Francesca Caferri per repubblica.it - Estratti
L’impegno per la pace vista come un «elemento centrale della vita religiosa. E non come uno degli elementi». L’attenzione per gli ultimi e in particolare per la parrocchia di Gaza che «ha rappresentato, in un certo senso, tutto ciò che è stato al centro del suo pontificato»: ovvero la vicinanza agli ultimi e la ricerca della pace.
Matteo Maria Zuppi Foto Mezzelani GMT - 1
Le parole che gli venivano dal cuore e che gli consentivano di «superare il protocollo, di pensare fuori dalla scatola, di costruire ponti», come nel caso dell’incontro di Abu Dhabi sul dialogo interreligioso nel 2019 o della preghiera per la pace in Vaticano con il presidente palestinese Mahmoud Abbas e di quello israeliano Shimon Peres nel 2014.
Così il cardinale Pierbattista Pizzaballa, Patriarca latino di Gerusalemme, ha voluto ricordare papa Francesco alla vigilia della messa che si terrà oggi nella chiesa del Santo sepolcro e della sua partenza per Roma, subito dopo.
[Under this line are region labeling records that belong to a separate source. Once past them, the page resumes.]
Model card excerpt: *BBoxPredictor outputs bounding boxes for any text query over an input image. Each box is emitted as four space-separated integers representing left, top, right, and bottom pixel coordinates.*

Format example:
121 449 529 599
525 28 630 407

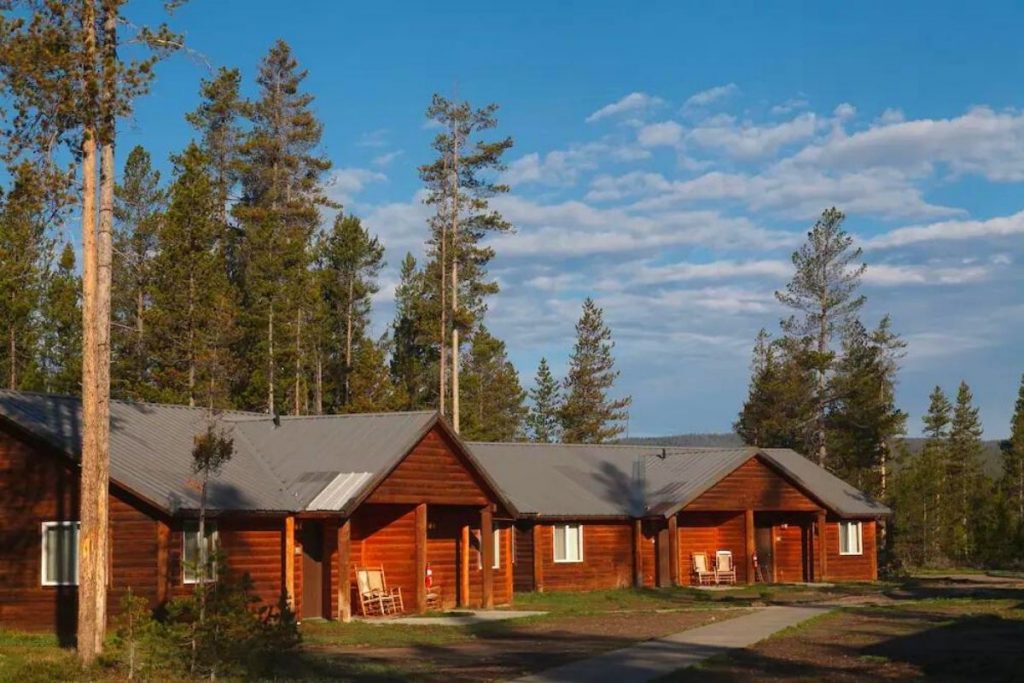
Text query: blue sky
121 0 1024 437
Pizzaballa ha parlato ad alcuni dei media internazionali che fanno base nella Città Santa.
«Era molto vicino alla parrocchia di Gaza, li chiamava costantemente. Per un po’ li chiamava ogni sera alle 19, era diventata una cosa regolare per la comunità, era anche confortante per loro, e lui lo sapeva», ha spiegato, sottolineando che la vicinanza di Francesco non era soltanto spirituale, ma anche concreta. «Lo ha dimostrato quando abbiamo portato a Gaza i camion di aiuti”, ha detto. Dietro alle due missioni c’era stata un’intensa azione diplomatica da parte del patriarcato: azione di cui Francesco era stato costantemente tenuto informato e che aveva supportato.
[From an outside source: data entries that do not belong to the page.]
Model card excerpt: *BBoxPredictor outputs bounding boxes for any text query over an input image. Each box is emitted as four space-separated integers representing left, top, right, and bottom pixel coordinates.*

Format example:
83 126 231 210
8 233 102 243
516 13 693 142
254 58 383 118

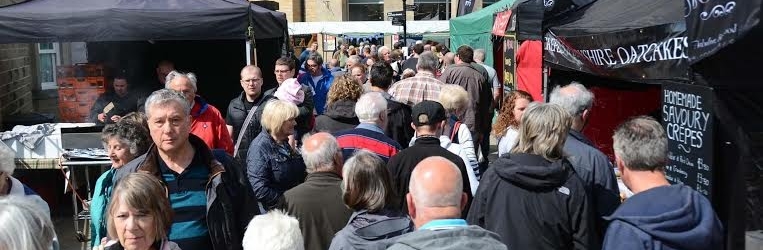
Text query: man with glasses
298 53 334 115
167 71 233 154
225 65 264 139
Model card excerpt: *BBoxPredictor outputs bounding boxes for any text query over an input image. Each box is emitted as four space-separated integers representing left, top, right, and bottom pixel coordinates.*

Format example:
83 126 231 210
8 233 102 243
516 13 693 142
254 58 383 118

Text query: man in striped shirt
114 89 257 250
387 52 444 106
334 92 402 162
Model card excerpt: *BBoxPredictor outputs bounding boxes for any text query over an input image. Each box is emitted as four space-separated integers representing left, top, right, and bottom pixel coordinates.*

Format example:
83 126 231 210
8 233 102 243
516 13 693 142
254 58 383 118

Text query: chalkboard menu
662 83 715 199
503 34 517 90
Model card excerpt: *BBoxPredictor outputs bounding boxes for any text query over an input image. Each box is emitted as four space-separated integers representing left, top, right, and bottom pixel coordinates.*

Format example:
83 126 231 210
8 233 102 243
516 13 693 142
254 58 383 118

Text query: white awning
289 21 450 35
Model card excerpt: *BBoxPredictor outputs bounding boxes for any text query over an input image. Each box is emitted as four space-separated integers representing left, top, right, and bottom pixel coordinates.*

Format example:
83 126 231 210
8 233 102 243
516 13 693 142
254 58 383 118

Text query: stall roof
289 21 448 35
0 0 286 43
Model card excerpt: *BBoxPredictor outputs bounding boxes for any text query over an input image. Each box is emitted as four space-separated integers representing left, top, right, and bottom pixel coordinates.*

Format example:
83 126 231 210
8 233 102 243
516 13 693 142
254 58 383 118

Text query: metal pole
402 0 408 47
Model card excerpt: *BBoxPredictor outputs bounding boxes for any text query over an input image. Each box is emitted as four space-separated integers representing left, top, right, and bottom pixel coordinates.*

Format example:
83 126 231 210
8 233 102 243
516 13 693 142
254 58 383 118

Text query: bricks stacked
57 64 106 122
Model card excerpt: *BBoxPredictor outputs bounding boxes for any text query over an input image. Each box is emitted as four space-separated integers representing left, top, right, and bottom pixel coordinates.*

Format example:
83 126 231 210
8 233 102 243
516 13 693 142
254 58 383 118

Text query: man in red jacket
165 71 233 155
Pizzaballa ha voluto sottolineare che l’attenzione per la parrocchia della Chiesa della Sacra famiglia — che ospita 500 persone all’interno del suo compound fra cattolici e ortodossi — non diminuirà con la morte del Pontefice: «Noi credenti — ha detto rispondendo alla domanda di uno dei giornalisti — crediamo in un messaggio che le telecamere non possono riprendere: questo messaggio è la preghiera. Papa Francesco pregherà da lassù per i suoi amici di Gaza in maniera ancora più forte. Non saranno soli: non li abbandoneremo mai».
Il cardinale, 60 anni, è a Gerusalemme dal 1990: francescano, ha ricoperto per 12 anni il ruolo di Custode di Terra Santa, ovvero di responsabile delle centinaia di frati chiamati a preservare e tenere in vita i luoghi santi del Cristianesimo sparsi in tutto il Medio Oriente. Dal 2020, dopo un periodo da amministratore apostolico della sede vacante, è stato nominato da Francesco Patriarca dei latini.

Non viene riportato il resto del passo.